In general, he was a famous chef, culinary writer and restaurant owner. He is given primary credit for popularizing traditional French cooking methods, and for making it accessible and simplified for the masses to use. He has a reputation for championing an orderly, clean, and well-run kitchen – efforts that had tremendous public health benefits. He also wrote an influential cookbook still used as a reference work, and invented a few famous French dishes, especially desserts named after women like peachmelba. He worked early in his career at The Savoy, met the future founder of the Ritz hotel chain, Cesar Ritz and built a lifelong partnership.
In the 1930s an all-men’s culinary society was formed, using his name as their inspiration: Les Amis d’Escoffier.
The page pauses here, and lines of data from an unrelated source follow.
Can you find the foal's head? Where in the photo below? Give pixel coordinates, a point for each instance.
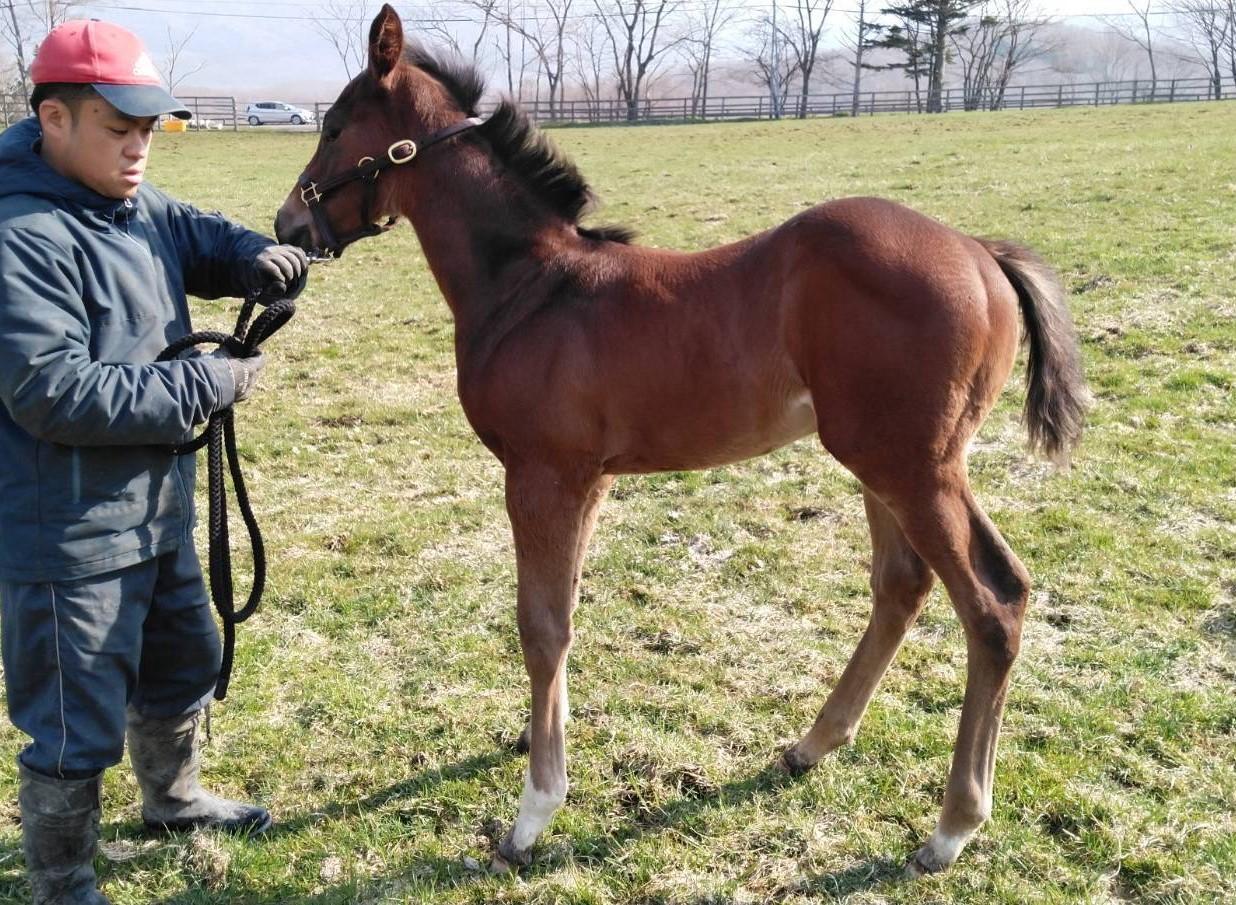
(378, 125)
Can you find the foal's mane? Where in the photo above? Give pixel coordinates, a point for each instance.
(516, 141)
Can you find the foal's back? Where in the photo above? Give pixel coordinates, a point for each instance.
(654, 360)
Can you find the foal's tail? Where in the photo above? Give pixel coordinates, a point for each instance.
(1056, 391)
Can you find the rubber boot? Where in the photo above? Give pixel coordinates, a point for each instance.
(166, 762)
(59, 828)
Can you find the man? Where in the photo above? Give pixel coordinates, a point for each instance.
(104, 615)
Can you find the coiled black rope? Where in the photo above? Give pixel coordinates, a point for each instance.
(219, 438)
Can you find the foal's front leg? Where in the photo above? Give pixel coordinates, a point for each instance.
(546, 509)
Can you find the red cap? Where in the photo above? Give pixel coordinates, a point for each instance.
(110, 58)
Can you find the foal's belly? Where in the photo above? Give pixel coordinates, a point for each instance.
(707, 437)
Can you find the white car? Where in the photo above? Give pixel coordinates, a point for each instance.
(263, 111)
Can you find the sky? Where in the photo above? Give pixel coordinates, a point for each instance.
(267, 50)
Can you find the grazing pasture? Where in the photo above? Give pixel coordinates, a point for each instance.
(378, 694)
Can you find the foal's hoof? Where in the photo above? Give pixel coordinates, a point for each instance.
(923, 863)
(794, 763)
(507, 858)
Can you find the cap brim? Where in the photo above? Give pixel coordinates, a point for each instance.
(142, 100)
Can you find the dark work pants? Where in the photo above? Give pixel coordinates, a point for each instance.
(77, 653)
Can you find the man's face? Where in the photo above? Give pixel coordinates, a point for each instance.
(97, 145)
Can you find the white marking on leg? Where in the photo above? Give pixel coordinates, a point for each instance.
(537, 809)
(944, 848)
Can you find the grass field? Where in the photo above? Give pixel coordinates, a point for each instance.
(378, 692)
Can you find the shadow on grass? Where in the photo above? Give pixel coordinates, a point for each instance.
(450, 872)
(431, 869)
(857, 878)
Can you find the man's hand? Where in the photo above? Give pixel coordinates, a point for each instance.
(279, 271)
(245, 371)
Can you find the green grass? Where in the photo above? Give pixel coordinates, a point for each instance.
(377, 692)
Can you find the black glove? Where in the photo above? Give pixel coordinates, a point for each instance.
(278, 271)
(245, 371)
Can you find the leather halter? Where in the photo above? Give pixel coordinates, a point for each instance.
(367, 169)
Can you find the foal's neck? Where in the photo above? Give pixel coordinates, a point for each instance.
(486, 239)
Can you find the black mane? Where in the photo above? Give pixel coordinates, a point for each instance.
(519, 145)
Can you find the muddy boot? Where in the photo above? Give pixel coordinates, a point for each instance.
(59, 827)
(166, 762)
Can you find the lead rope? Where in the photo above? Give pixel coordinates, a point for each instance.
(219, 438)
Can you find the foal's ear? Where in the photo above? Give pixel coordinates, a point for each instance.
(386, 42)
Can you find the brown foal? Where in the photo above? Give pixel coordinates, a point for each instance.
(582, 356)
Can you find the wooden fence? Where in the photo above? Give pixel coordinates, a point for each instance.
(228, 113)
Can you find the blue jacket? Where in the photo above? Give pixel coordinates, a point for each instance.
(90, 291)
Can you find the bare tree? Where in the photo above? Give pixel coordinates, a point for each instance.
(637, 33)
(775, 69)
(588, 38)
(994, 45)
(1138, 32)
(978, 47)
(698, 45)
(443, 31)
(802, 37)
(173, 58)
(22, 26)
(15, 37)
(1230, 43)
(546, 36)
(342, 24)
(1206, 29)
(864, 29)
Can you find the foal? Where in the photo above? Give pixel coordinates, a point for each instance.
(581, 356)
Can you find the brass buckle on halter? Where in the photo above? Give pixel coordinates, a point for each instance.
(409, 148)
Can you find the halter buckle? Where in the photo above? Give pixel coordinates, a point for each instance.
(406, 148)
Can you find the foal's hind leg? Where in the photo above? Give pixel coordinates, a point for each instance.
(988, 586)
(548, 509)
(900, 581)
(591, 509)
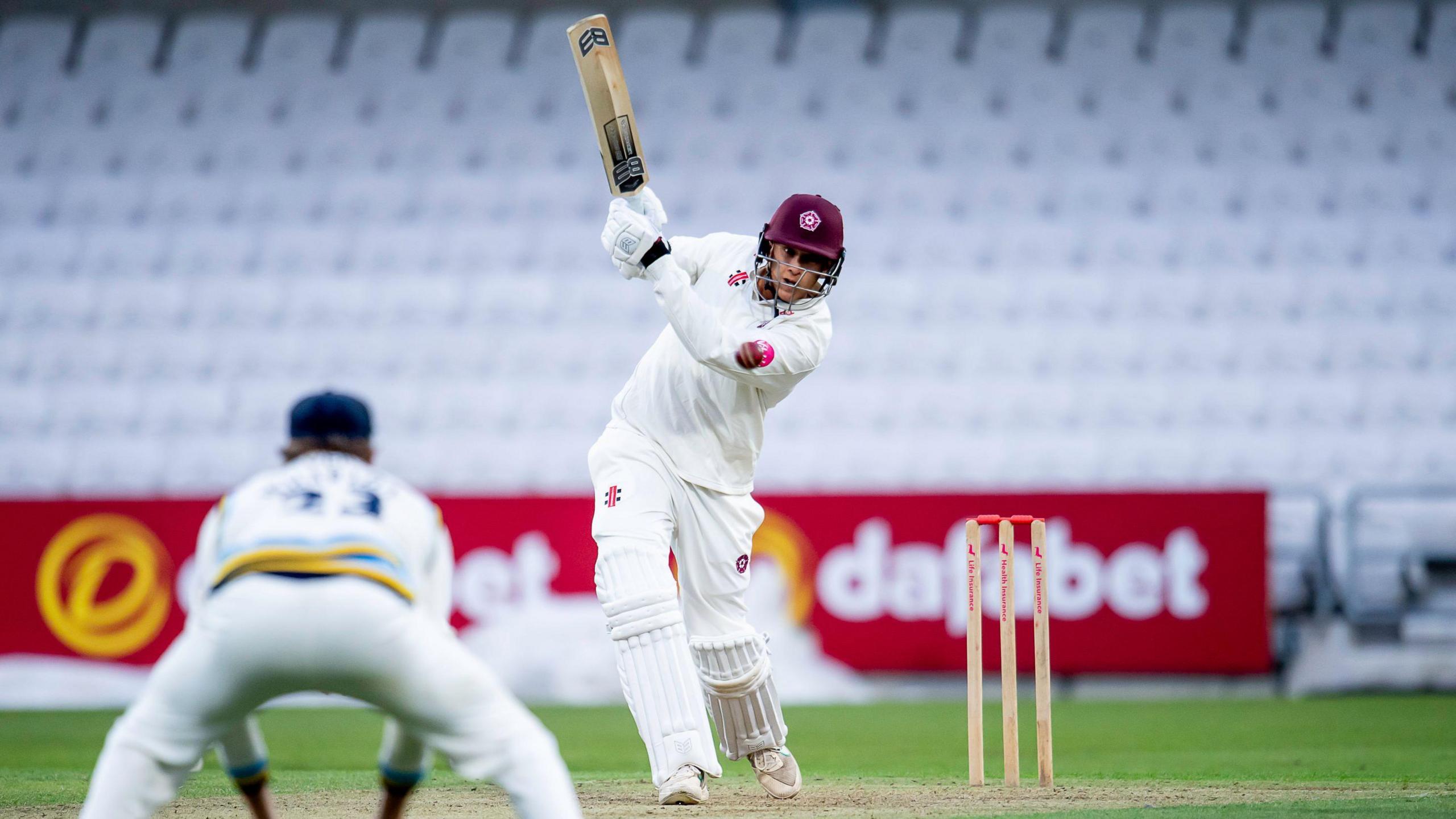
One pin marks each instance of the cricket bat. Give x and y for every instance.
(607, 101)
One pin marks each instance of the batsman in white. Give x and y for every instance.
(325, 574)
(675, 468)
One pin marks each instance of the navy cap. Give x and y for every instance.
(329, 414)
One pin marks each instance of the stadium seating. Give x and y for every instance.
(1098, 247)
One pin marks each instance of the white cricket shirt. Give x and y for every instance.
(329, 514)
(689, 395)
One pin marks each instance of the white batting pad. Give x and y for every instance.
(657, 672)
(739, 687)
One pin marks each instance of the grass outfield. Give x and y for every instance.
(1329, 757)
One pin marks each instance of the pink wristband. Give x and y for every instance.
(765, 353)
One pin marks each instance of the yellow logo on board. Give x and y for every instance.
(73, 569)
(785, 544)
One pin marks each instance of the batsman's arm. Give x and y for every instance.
(779, 353)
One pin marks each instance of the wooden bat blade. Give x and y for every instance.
(594, 48)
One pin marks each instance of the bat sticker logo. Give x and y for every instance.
(592, 38)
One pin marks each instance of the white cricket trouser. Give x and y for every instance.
(263, 636)
(643, 512)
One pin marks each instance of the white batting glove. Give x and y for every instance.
(628, 235)
(647, 203)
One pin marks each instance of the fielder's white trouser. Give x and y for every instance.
(675, 652)
(263, 636)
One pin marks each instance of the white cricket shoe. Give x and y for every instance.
(778, 771)
(686, 786)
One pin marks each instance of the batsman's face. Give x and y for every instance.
(794, 273)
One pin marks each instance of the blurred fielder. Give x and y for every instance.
(675, 471)
(325, 574)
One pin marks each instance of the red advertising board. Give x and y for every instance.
(1139, 584)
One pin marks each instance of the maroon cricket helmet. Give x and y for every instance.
(809, 224)
(812, 225)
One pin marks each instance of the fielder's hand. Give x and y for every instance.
(628, 237)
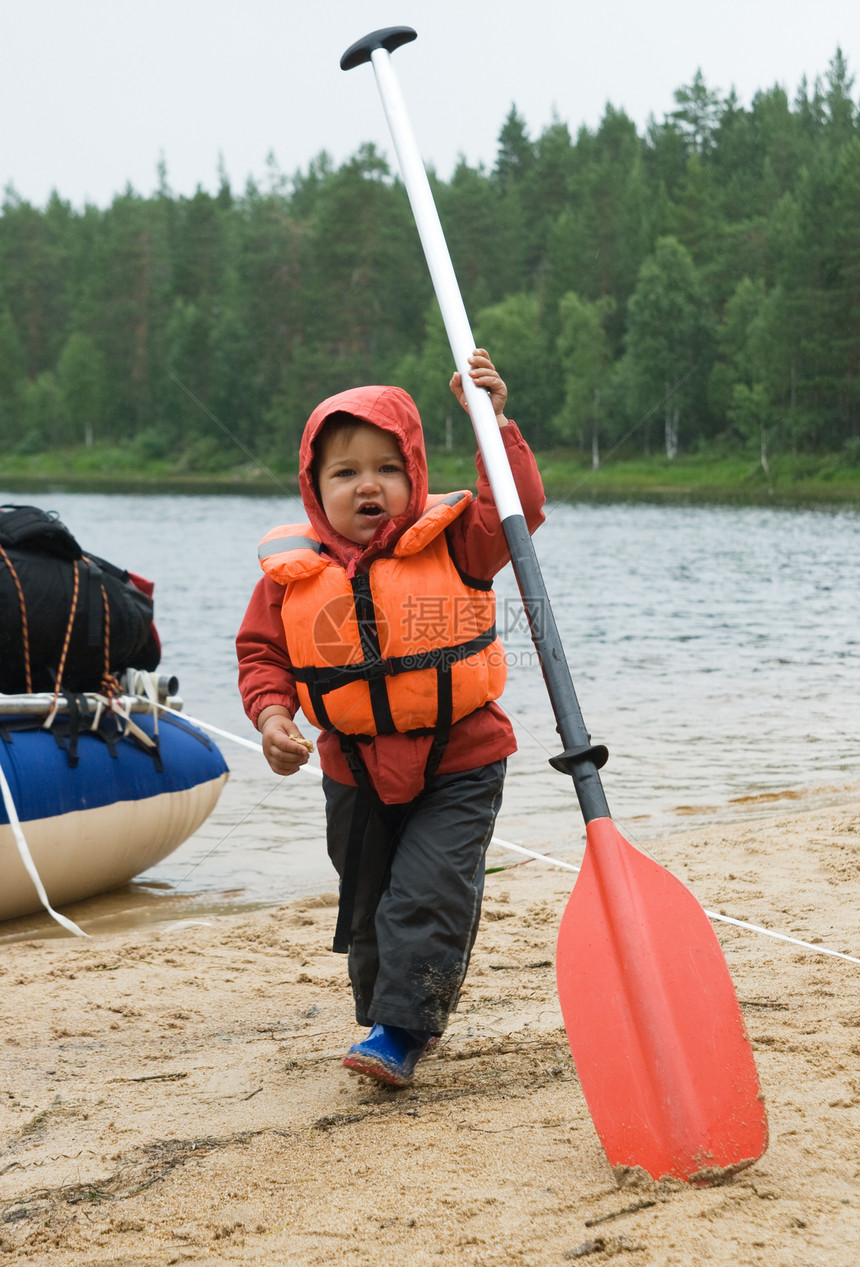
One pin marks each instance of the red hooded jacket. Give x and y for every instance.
(395, 763)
- Although he gets credit for formalizing French cooking, he based his work on that of an earlier chef. His primary contribution was making the other chef’s work simpler and more accessible.
- In 1878, Escoffier married Delphine Daffis. Escoffier apparently won her hand in a gamble with her father, publisher Paul Daffis, over a game of billiards.
In 1897, the Savoy Hotels board of directors began noticing their revenues were falling despite business increasing. They discreetly hired an auditing company who in turn hired a private investigation company who began secretively tailing Cesar Ritz and Escoffier. They made a report to the board which detailed substantial evidence of fraud.
- Escoffier himself was chiefly guilty of taking bribes and kickbacks from suppliers (then a common practice, as it may still be in some big institutions). But there were huge sums involved – not much short of $3 million in today’s money.